Kerberos doesn’t solve password-guessing attacks. If a user
chooses a poor password, an attacker can successfully mount an off-line
dictionary attack. The attacker attempts to decrypt repeatedly, employing
successive entries from a dictionary, messages encrypted under a key derived
from the user’s password.
Kerberos is also vulnerable to clock synchronization
attacks. Each host on the network must have a clock “loosely synchronized” to
the time of the other hosts. This synchronization serves to reduce the
bookkeeping needs of application servers when they perform replay detection.
The degree of “looseness” can be configured per server. If
the clocks are synchronized over the network, the clock synchronization
protocol must itself be secured from network attackers.

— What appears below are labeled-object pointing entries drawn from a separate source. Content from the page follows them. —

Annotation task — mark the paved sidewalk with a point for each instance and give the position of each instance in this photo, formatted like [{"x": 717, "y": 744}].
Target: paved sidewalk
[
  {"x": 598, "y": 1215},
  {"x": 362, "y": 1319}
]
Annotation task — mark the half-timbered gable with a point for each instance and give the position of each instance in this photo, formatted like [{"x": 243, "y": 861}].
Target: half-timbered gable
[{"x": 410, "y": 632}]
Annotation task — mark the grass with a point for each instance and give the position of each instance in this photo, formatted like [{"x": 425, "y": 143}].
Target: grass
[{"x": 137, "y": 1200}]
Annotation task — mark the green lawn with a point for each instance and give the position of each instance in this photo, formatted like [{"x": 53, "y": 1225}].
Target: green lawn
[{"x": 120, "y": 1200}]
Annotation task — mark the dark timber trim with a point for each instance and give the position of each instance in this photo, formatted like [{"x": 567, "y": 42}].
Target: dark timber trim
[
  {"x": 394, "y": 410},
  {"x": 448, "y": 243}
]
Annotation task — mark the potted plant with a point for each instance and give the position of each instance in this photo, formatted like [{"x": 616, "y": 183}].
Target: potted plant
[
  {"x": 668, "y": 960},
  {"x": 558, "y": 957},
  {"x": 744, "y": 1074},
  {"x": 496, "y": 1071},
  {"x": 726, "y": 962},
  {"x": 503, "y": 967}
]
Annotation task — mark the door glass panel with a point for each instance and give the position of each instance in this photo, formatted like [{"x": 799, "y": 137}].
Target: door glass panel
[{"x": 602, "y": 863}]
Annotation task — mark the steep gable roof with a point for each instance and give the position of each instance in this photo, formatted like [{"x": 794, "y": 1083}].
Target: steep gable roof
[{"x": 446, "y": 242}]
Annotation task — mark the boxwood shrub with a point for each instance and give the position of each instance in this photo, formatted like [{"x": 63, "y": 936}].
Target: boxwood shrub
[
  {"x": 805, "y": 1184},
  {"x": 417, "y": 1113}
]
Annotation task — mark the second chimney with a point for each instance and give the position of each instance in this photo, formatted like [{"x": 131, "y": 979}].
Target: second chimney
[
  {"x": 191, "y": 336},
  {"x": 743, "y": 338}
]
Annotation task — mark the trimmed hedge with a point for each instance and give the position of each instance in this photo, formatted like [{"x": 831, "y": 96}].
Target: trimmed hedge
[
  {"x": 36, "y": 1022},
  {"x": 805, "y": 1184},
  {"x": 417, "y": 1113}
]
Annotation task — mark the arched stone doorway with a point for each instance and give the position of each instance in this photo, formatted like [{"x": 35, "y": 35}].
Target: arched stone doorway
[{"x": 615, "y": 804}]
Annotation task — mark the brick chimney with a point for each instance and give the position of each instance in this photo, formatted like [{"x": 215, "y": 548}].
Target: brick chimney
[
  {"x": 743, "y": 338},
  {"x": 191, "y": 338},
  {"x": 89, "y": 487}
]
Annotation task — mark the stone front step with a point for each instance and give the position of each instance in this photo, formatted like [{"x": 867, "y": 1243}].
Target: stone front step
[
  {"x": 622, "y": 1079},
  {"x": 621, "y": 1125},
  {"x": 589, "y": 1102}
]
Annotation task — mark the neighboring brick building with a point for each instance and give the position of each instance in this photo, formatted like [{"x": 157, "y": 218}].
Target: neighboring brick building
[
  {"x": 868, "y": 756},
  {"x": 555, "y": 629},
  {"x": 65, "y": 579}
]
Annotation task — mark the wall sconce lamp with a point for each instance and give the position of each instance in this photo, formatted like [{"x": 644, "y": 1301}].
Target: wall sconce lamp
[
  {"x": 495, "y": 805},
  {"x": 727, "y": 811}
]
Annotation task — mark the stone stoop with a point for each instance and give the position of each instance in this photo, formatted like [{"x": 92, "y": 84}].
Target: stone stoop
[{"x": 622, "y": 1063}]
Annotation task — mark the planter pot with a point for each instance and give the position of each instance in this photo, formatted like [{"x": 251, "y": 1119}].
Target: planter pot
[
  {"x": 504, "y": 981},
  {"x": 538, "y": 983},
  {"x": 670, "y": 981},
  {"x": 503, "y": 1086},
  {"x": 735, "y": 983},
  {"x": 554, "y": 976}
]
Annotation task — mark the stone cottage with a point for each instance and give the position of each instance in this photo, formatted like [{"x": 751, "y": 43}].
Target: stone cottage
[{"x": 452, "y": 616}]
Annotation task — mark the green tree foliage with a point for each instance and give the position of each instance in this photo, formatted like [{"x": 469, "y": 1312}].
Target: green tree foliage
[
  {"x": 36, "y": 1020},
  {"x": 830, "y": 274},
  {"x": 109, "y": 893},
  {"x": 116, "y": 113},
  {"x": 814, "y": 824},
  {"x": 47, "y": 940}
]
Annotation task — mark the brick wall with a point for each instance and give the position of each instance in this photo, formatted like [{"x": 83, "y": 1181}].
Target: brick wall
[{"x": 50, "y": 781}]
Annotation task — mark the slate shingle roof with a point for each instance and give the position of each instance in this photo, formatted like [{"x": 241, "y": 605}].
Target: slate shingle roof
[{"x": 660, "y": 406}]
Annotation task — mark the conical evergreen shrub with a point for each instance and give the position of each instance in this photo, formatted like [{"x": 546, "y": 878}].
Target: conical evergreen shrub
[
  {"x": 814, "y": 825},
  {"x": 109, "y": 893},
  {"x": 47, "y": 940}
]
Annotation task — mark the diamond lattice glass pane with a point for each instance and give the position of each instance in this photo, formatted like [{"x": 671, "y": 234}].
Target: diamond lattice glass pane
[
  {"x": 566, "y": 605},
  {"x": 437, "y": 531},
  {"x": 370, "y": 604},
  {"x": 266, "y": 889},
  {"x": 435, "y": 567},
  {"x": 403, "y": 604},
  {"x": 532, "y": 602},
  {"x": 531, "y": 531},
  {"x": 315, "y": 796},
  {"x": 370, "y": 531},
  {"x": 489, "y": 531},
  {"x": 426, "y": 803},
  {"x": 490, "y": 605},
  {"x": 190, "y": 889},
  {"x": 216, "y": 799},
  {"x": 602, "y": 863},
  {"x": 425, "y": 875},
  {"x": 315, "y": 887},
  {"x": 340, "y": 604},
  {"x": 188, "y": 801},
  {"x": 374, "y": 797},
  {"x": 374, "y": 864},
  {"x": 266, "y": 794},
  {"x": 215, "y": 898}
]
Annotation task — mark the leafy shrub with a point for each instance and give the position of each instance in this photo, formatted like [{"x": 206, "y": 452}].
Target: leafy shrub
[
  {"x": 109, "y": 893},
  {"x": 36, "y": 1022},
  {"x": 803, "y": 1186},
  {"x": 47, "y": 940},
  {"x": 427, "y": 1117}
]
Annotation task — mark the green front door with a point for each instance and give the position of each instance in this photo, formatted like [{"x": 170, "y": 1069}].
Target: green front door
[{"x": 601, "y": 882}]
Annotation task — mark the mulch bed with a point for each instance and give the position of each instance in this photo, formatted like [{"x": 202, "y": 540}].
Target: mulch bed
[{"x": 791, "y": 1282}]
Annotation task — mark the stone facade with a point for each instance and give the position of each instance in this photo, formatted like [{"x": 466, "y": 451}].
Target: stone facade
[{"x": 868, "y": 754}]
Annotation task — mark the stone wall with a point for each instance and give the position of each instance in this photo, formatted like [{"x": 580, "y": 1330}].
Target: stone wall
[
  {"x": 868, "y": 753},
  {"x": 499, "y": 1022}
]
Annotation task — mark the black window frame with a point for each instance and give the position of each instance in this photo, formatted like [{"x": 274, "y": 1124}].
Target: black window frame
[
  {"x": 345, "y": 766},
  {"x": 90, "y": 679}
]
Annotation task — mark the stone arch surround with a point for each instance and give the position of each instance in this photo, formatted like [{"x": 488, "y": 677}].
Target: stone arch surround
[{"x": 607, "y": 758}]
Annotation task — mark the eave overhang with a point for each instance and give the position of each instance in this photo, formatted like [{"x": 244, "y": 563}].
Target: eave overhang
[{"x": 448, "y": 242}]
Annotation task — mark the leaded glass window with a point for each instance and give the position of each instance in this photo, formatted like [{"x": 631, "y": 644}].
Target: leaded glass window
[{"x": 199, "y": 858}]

Principal identifiers should not be recycled. A typical mode
of access control uses Access Control Lists to grant permissions to particular
principals. An Access Control List is attached to any object that requires
restricted access. The list should consist only of principal identifiers, although
group identifiers are usually allowed. When a user wants to make use of the
object, the operating system checks the Access Control List. If the user is
listed as an authorized principal, access is granted. If a stale list entry
remains for a deleted principal and the principal identifier is reused, the new
principal inherits rights specified in the stale entry. Not reusing principal
identifiers erases the danger of inadvertent access. Kerberos does not at this
time coordinate or manage Access Control Lists. This entire problem is referred
to as object reuse. Any system that wants to be government security certified
must control object reuse and prevent it from occurring.